Let's have a closer look at some of these constituents.

CPU

"Driven" (only) by data in memory; only data in memory can be processed (limits on computations).

Instruction set

  • copy data from one address to another (possibly register on CPU)
  • arithmetic
  • comparison
  • more complex instructions available for specific use cases (SIMD)

Clock speed

  • instructions per second

A guessing game

Here are a few lines of Python code, implementing a (rather stupid) guessing game.


In [ ]:
import random
secret_number = random.randint(0, 9)

guessed = False
while not guessed:
    cur_guess = int(input('Guess the 1-digit number: '))
    if cur_guess == secret_number:
        guessed = True
        print('You guessed it!')

What the CPU is actually doing is quite simple, shown below in charicature-form. The first column is a memory address (here just a running sequence). The second column is the contents of the memory address: an instruction or some data.

1    BEGIN Guessing game
2    LOAD secret number from memory address 743
3    OUTput letter to screen
4    G
5    OUTput letter to screen
6    u
...
51   GET keyboard input (blocking, execution halted)
52   PUT keyboard input to address 1197
53   COMPARE memory address 1197 to address 743
54   IF comparison EQUAL, JUMP to memory address 104
55   OUTput letter to screen
56   G
57   OUTput letter to screen
58   u
...("Guess again: ")
103  JUMP to memory address 51
104  OUTput...
..."You guessed it!"
152  END Guessing game
...
743  [some random number generated by other program/code]
...
1197 [input from subject placed in free portion of memory, somewhere]

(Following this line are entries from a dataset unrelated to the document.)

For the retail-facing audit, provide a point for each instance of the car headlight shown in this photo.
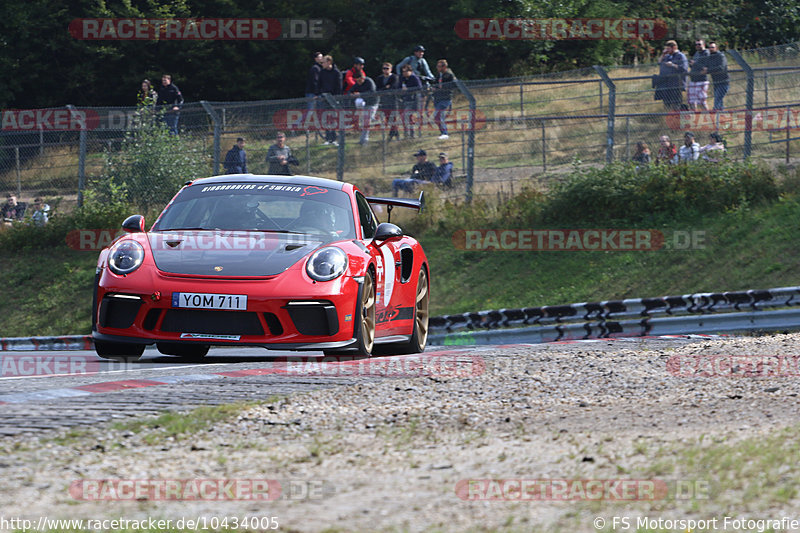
(125, 257)
(326, 264)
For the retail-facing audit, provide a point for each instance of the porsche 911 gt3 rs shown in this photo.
(282, 262)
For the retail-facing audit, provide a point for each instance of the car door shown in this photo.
(389, 309)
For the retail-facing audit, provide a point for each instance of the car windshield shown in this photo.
(271, 207)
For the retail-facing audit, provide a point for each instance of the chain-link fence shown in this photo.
(524, 130)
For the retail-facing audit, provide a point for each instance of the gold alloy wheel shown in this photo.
(368, 314)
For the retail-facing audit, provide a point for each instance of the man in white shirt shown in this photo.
(690, 150)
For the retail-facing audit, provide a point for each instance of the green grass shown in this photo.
(171, 424)
(46, 292)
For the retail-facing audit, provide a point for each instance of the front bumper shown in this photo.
(286, 312)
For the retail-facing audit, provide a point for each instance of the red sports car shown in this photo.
(282, 262)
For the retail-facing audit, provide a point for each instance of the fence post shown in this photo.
(81, 156)
(340, 136)
(627, 138)
(788, 131)
(612, 93)
(217, 124)
(748, 117)
(470, 139)
(308, 153)
(601, 95)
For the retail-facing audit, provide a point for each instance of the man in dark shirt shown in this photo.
(717, 66)
(13, 210)
(672, 69)
(330, 81)
(423, 171)
(697, 92)
(388, 81)
(367, 100)
(312, 80)
(279, 156)
(443, 96)
(236, 158)
(171, 100)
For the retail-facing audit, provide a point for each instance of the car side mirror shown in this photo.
(133, 224)
(387, 231)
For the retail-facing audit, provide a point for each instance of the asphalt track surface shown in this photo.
(45, 391)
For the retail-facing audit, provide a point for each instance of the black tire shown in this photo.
(419, 337)
(366, 323)
(119, 351)
(193, 352)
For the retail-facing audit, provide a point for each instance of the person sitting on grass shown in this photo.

Concurrency and parallelism

The controller unit deciphering CPU instructions can only process one command per cycle/tick of the internal clock (today measured in GHz -> billion ops per sec). The feeling we have as users of fluidity of a UI is an illusion: the CPU very rapidly switches between different tasks.

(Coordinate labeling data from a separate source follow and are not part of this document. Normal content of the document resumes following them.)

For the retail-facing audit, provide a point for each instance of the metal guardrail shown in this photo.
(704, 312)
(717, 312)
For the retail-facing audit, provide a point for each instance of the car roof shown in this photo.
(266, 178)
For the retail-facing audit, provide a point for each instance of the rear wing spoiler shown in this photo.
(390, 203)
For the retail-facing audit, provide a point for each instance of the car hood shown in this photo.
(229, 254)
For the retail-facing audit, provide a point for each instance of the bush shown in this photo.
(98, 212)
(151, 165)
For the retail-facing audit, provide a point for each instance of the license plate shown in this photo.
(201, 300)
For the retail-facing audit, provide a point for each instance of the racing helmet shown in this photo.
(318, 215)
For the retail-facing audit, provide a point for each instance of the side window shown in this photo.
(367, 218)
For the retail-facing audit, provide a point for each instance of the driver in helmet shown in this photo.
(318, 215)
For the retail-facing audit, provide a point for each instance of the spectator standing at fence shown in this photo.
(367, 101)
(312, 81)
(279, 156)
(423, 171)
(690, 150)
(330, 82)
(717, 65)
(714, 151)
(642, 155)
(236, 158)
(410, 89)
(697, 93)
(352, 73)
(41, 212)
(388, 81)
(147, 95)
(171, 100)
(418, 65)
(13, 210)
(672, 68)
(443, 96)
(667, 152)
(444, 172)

To first order, everything in a CPU happens in a serial fashion with rapid switching.

The name for logically separate streams of serial tasks is a thread. Think of them as lines of thought of the CPU. A modern OS has dozens of open threads at any time, and it more or less cleverly splits its time between the threads in most need (e.g. the thread listening to data transfer on a USB port becomes active with incoming data, which the CPU needs to allocate "cycles" to move into memory as appropriate). But always: just one thread at a time!

Today's CPUs are actually able to perform multiple instructions per clock tick, but to leverage that requires the programmer to think about the problem being solved. It's not something normal users need to consider.

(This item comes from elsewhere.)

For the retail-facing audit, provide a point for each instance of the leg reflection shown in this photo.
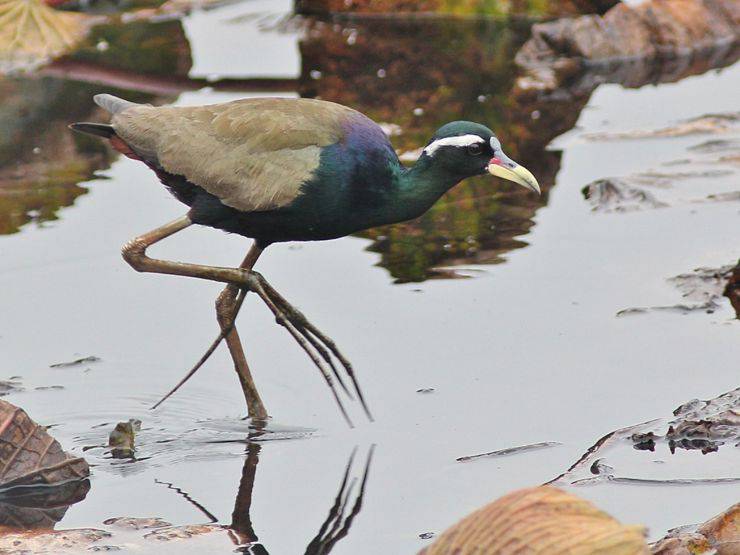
(347, 505)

A more significant evolution of the CPU is that today's consist of multiple cores. Fundamentally each core can process a thread independently and concurrently with other cores, leading to a form of parallelism.

'Data' ...

  • more or less structured collection of information
  • in computers, always encoded in bits (binary)
  • represents something
    • text
    • Image
    • Measurements (numbers: integers or floats)
  • can be manipulated
  • must be combined with a representation to enable extraction of information (we'll return to this later)

... and its persistent storage

  • data still exists after power cycle
  • bits written onto a physical medium (DVD, hard drive, USB thumb drive, ...)

  • lots of space (hundreds of GB), but hard for CPU to access
    • requires physically finding data, then transferring it to memory for manipulation
    • slow (thought modern SSD hard drives make big difference)

(Computer) Memory

  • limited in size (some GB)
  • random access, RAM
    • CPU sees it like a massive ordered collection of addresses, each containing one byte of data
  • fast
  • volatile

'Swapping'

  • when no more physical memory is available, the operating system can make room by temporarily moving "inactive" portions of the memory address space into physical storage; this is known as swapping
  • once a "swapped" chunk of memory is requested by a program, the OS will try to read it back into memory
    • space allowing
  • reading/writing from/to disk and back is orders of magnitude slower than keeping everything in memory

Exercise: Know thy PC!

Write down the CPU name and clock rate, as well as the amount of RAM installed and the size of the hard disk. Compare these to the values of your neighbour.